Selain jawaban-jawaban di atas, kategori jawaban orangtua ketiga juga dapat dijadikan tolak ukur mengapa orangtua memilih pesantren. Dalam wawancara sebagian orangtua mengatakan bahwa mereka memasukkan putri-putrinya ke pesantren ini karena pilihan si anak sendiri. Dengan ini sah-sah saja mengatakan bahwa Darul Hijrah Putri cukup populer di kalangan generasi muda.

Tidak diketahui secara pasti bidang apa yang dimiliki pesantren ini hingga memikat remaja-remaja putri, namun tidaklah keliru kiranya jika pesantren ini mempertahankan posisinya tersebut dengan menggunakan pendekatan-pendekatan keremajaan milenial dalam proses pendidikannya.

Baca Juga:  Hubungan Antara Pesantren, Santri dan Kyai, Apa Sajakah Itu?

Penyiaran informasi dan kabar-kabar pondok melalui internet dan khususnya media sosial sebagai tuntutan zaman dan kebanyakan dikonsumsi generasi muda milenial nampaknya cukup berpengaruh bagi popularitas pesantren ini.

Selain populer di kalangan generasi muda, Darul Hijrah Putri sepertinya sudah dikenal dengan baik. Sebagian orangtua beralasan bahwa mereka mendaftarkan putri-putri mereka karena sebelumnya pernah menyekolahkan putri-putri mereka atau anggota-anggota keluarga yang lain di pesantren ini, entah santri-santri putri lama itu sudah menjadi alumni atau masih mondok.

Jika saudari yang lebih tua masih belajar, maka menitipkan anak di pesantren ini bukanlah keputusan yang sulit bagi orangtua. Jika si kakak sudah lulus dan si adik melanjutkan kiprah saudarinya menempuh pendidikan di pesantren ini, maka tidaklah berlebihan jika para orangtua mengakui bahwa pesantren putri ini adalah pilihan terbaik.

Hasil wawancara orangtua sebagaimana dipaparkan di atas disajikan untuk memotret sejauh mana pandangan masyarakat terhadap Darul Hijrah Putri. Akan tetapi, perlu diperhatikan dua hal penting yang di satu sisi bisa menjadi kelemahan hasil wawancara orangtua untuk memenuhi tujuan tersebut.

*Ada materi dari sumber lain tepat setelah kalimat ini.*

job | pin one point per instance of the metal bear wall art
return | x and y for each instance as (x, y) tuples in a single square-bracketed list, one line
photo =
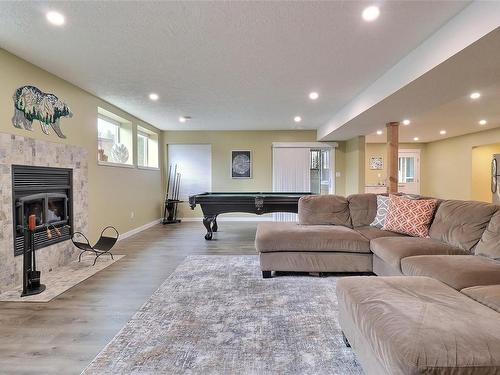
[(30, 104)]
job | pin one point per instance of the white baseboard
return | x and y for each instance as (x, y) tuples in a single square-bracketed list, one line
[(138, 229), (232, 218)]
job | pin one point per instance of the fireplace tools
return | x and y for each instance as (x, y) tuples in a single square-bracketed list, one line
[(172, 197), (31, 277)]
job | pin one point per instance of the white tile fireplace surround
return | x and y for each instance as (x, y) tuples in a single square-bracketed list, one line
[(28, 151)]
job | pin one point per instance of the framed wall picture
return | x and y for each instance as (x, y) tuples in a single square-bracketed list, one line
[(376, 162), (241, 164)]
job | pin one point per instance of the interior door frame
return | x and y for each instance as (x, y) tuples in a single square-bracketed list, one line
[(332, 146), (416, 151)]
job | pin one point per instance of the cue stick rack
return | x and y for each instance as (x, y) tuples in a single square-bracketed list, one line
[(172, 196)]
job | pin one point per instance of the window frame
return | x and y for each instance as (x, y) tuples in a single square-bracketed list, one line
[(150, 136), (121, 126)]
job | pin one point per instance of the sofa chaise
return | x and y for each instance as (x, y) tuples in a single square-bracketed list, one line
[(434, 307)]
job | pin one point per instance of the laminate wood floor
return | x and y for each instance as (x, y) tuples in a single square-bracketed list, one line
[(64, 335)]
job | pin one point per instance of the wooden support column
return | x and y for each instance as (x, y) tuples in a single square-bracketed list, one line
[(392, 156)]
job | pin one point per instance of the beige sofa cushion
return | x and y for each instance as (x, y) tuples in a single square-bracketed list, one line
[(363, 208), (372, 232), (489, 245), (488, 295), (275, 236), (324, 210), (458, 271), (392, 249), (417, 325), (461, 223)]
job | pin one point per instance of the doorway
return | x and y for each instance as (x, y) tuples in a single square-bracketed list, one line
[(409, 171)]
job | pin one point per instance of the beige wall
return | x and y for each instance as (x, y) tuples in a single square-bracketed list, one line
[(379, 149), (260, 142), (340, 168), (481, 171), (448, 172), (354, 165), (113, 192)]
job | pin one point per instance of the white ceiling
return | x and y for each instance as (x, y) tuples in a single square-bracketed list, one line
[(229, 65), (439, 100)]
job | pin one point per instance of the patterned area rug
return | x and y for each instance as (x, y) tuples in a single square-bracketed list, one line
[(62, 279), (216, 315)]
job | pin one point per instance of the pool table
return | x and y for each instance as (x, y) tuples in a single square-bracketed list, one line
[(214, 204)]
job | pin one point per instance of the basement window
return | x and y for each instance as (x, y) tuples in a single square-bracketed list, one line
[(114, 140), (147, 148)]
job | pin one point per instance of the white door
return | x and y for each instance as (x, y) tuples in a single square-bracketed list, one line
[(409, 171), (291, 173)]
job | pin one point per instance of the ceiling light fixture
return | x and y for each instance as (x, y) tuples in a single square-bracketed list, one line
[(55, 18), (313, 95), (475, 95), (371, 13)]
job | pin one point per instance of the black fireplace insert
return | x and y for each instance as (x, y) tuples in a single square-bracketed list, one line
[(46, 193)]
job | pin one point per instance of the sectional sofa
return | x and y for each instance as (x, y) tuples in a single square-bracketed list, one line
[(434, 307)]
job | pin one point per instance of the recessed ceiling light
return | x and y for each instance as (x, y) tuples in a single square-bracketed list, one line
[(475, 95), (371, 13), (313, 95), (55, 18)]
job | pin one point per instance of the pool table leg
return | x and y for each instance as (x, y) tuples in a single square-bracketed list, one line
[(214, 225), (208, 222)]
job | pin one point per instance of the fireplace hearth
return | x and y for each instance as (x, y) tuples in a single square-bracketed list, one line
[(46, 193)]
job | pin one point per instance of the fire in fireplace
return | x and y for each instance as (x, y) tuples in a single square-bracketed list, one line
[(46, 193)]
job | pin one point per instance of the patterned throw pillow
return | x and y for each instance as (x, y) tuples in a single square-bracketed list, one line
[(382, 206), (410, 216)]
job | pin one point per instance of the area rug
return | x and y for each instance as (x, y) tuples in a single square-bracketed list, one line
[(216, 315), (62, 279)]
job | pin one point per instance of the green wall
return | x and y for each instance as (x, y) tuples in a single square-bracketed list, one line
[(260, 142), (114, 192)]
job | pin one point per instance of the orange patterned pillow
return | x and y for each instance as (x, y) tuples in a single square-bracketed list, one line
[(409, 216)]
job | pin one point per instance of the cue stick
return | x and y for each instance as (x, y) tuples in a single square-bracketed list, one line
[(177, 196), (168, 180), (173, 187)]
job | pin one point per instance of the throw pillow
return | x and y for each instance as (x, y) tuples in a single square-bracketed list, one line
[(382, 206), (409, 216)]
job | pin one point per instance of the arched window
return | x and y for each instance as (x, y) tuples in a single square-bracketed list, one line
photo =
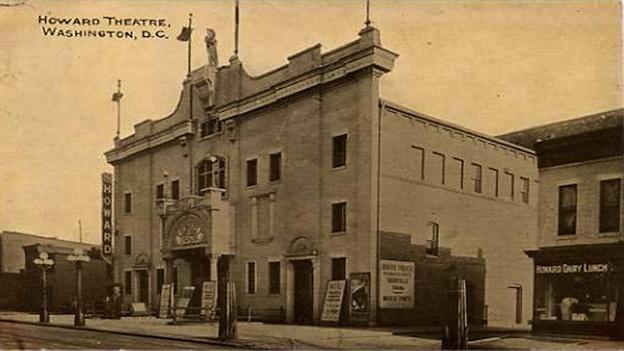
[(210, 174)]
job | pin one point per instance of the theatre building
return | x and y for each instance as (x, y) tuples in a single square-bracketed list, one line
[(284, 181), (579, 264)]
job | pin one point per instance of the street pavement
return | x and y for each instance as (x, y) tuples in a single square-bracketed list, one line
[(20, 336)]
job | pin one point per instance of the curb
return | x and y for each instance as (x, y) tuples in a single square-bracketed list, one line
[(238, 345)]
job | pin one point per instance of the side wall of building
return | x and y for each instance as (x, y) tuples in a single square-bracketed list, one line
[(490, 223)]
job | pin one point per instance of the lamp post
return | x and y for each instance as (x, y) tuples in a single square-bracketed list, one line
[(78, 258), (44, 263)]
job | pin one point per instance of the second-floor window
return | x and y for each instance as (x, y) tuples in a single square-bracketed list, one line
[(211, 173), (567, 210), (610, 195)]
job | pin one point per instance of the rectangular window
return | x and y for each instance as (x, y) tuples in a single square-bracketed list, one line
[(459, 169), (339, 217), (610, 195), (251, 277), (512, 186), (160, 191), (567, 210), (160, 279), (128, 245), (274, 277), (175, 189), (438, 167), (524, 189), (419, 161), (128, 202), (128, 283), (476, 178), (252, 172), (339, 268), (494, 181), (339, 151), (275, 165)]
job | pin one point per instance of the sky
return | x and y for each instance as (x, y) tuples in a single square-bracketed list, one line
[(492, 66)]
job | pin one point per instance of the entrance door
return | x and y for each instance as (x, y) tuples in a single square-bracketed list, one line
[(303, 298), (143, 286)]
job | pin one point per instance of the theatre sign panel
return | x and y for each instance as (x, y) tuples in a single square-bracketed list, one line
[(397, 284)]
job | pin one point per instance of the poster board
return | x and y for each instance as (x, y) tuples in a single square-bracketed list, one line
[(334, 296), (165, 301), (396, 288), (209, 298), (184, 300)]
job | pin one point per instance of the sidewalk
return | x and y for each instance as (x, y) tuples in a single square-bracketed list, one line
[(251, 334)]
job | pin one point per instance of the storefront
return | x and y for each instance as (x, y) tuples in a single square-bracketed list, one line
[(578, 289)]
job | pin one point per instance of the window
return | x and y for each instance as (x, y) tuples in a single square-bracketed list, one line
[(494, 181), (419, 162), (339, 217), (510, 180), (160, 191), (252, 172), (524, 189), (128, 282), (211, 173), (339, 151), (476, 178), (210, 127), (175, 189), (251, 277), (160, 279), (610, 205), (274, 277), (438, 167), (567, 210), (128, 202), (339, 268), (459, 169), (128, 245), (275, 165)]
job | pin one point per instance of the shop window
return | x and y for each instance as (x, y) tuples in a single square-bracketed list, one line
[(160, 191), (419, 162), (567, 210), (127, 245), (210, 174), (339, 268), (251, 277), (477, 178), (175, 189), (438, 165), (339, 150), (610, 195), (252, 172), (275, 167), (128, 202), (339, 217), (160, 279), (274, 277), (128, 283), (494, 181), (524, 189)]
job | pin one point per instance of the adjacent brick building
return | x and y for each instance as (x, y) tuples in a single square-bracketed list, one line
[(580, 259), (303, 175)]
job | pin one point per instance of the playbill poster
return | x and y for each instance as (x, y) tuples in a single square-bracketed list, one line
[(367, 141)]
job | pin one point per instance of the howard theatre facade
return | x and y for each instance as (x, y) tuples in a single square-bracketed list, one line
[(301, 175)]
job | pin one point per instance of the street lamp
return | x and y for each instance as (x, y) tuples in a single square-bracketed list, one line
[(44, 263), (78, 258)]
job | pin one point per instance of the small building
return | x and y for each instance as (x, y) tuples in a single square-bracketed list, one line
[(579, 264), (61, 278), (285, 181)]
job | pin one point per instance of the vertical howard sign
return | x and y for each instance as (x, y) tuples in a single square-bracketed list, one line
[(107, 214)]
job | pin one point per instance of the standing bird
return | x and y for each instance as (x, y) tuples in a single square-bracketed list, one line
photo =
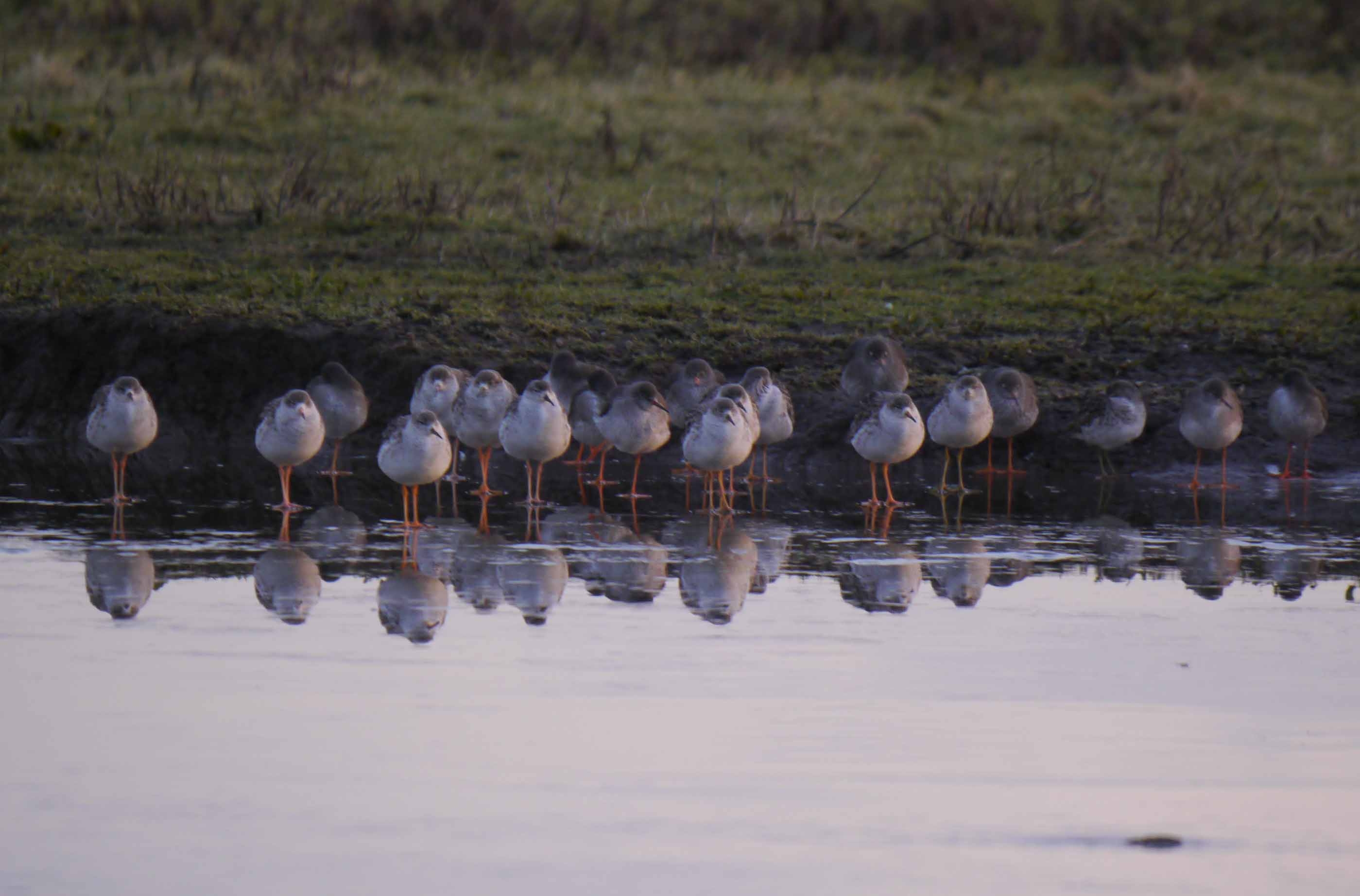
[(568, 376), (875, 363), (1211, 421), (415, 452), (1298, 414), (121, 422), (477, 418), (581, 412), (961, 421), (775, 407), (1015, 407), (636, 422), (717, 441), (290, 433), (436, 390), (535, 430), (887, 431), (690, 387), (1121, 422), (343, 407)]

Pertama, wawancara orangtua tersebut merupakan salah satu prosesi penerimaan santriwati baru, sehingga jawaban-jawaban yang mereka berikan didorong oleh keinginan agar anak-anak mereka diterima sebagai santriwati baru. Penulis, misalnya, tidak menemukan jawaban-jawaban terkait ketersediaan fasilitas dan lain sebagainya.

Kedua, alasan-alasan orangtua memasukkan ke anak ke Darul Hijrah Putri terdengar lebih berupa harapan-harapan ketimbang pandangan-pandangan, sehingga alih-alih diperhitungkan sebagai “daya jual” dan “daya saing”, hasil wawancara orangtua itu mesti dipandang sebagai motivasi bagi pengurus pesantren untuk membenahi bidang-bidang yang menjadi tumpuan harapan para orangtua setelah melihat sejauh mana bidang-bidang tersebut berjalan selama ini.

Meski demikian, kita masih dapat memandang jawaban-jawaban orang-tua tersebut di atas untuk menilai tingkat kepercayaan mereka terhadap Pondok Pesantren Darul Hijrah Putri dan pesantren pada umumnya. Sebab, di manapun harapan ditanamkan di situ ada rasa kepercayaan.

Tentu saja banyak lagi variabel-variabel lain yang harus dipertimbangkan dalam menjawab pertanyaan “mengapa pesantren masih diminati?”, seperti kondisi geografis pesantren, fasilitas, konstruk budaya masyarakat di sekitar pesantren dan lain-lain. Jangan-jangan, pesantren juga mendapat manfaat dari geliat populisme Islam yang mencuat selama ini.